Germán está ahora sentado en su cama, mirando fijamente al objeto de la discusión, no sabe si se siente peor por lo que guarda en él o por no atreverse a revelarlo ni siquiera a quien llama su mejor amigo. De entre las sábanas ha tomado una llave que parece ser la que abre el baúl. Su mano tiembla, torpemente, después de muchos esfuerzos, ha logrado meterla en el ojo del candado, ha dado dos vueltas dejándolo abierto y luego lo ha quitado. Con una lentitud que hace pensar que lo que ahí esconde es atemorizante aún para él mismo, va levantando la tapa, poco a poco, y conforme lo va haciendo salen disparadas estrellas fugaces en varias tonalidades de rojo, rosa y naranja. Las brillantes luces vuelan por todo el cuarto, cambiando el color de todo lo que encuentran a su paso, ahora que el baúl está abierto en su totalidad, salen de él en cantidades exorbitantes.

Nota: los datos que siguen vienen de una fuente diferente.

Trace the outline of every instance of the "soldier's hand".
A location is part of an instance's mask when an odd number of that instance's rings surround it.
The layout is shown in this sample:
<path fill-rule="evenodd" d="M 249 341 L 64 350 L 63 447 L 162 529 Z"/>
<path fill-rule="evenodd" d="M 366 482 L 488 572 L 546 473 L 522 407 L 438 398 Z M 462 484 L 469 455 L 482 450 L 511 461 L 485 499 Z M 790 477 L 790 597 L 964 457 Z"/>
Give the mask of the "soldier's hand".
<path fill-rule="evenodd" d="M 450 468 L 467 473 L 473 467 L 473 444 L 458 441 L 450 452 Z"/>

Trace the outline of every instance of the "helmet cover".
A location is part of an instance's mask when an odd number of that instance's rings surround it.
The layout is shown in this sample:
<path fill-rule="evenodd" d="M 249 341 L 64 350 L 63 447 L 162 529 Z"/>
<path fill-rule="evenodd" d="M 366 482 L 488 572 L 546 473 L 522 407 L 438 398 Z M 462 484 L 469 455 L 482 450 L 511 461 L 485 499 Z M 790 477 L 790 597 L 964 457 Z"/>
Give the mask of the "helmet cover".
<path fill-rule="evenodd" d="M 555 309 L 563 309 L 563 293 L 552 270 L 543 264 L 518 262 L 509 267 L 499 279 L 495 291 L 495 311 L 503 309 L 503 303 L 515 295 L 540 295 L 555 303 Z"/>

Al igual que la recámara, el cuerpo de Germán ha quedado envuelto en medio de luciérnagas que devoran sus ropas, dejando al descubierto la blancura de su tersa piel; sus piernas sin rastro de vello, sus brazos delgados, su pequeña cintura y su pequeño y firme trasero. El joven está totalmente transformado, baila con peculiar estilo alrededor de la habitación, y con cada paso de su coreografía miles de luces se adhieren a alguna parte de su cuerpo para después huir dejando atrás alguna prenda. Un guante, un liguero, un ajustado corsé, una zapatilla, un arete, de pronto es una mujer lo que nuestros ojos parecen ver, todo rastro de masculinidad que pudiera haber existido antes de abrir ese baúl se ha esfumado, al igual que los tristes colores de las paredes ha quedado disfrazado. Germán, si se le puede seguir llamando así, continúa volando en medio de ese mundo, el cual sorpresivamente se ha derrumbado y ha vuelto a refugiarse en el pequeño baúl del cual salió hace apenas unos momentos. Su mirada se dirige hacia la entrada del cuarto y parado afuera de ella, a sólo unos centímetros de distancia, está Daniel, quien regresó antes de lo previsto y observa asombrado la escena.

Miles de cosas vienen a la mente de Germán en cuestión de segundos, tanta información en su cerebro no le permiten pensar con claridad o articular palabra, por lo que huye corriendo en dirección al baño, donde se encierra a llorar desconsoladamente, sintiéndose avergonzado y pensando ha perdido a quien hasta esta mañana podía llamar amigo. Daniel está afuera, tocando insistentemente la puerta y tratando de convencerlo para que salga. Luego de quince minutos, Germán se encuentra un poco más calmado y ha aceptado salir al mundo real y enfrentar el que él piensa, será el peor momento que hasta entonces haya vivido. Se dispone a abrir la boca, como para empezar a explicarle a Daniel lo que acaba de ver hace unos instantes, pero este le pone un dedo sobre los labios, indicándole que no es necesario, no al menos en ese momento, "dame un abrazo", es todo lo que le pide. Y así, abrazados, permanecen unos segundos, cuando se separan, Daniel besa la frente de Germán y da media vuelta para después caminar rumbo a la cocina, "traje unas galletitas que se ven deliciosas, te espero en el comedor", le dice antes de perderse de vista y dejar una gran sonrisa en el rostro de su amigo, quien sin duda se siente mucho mejor, se siente feliz.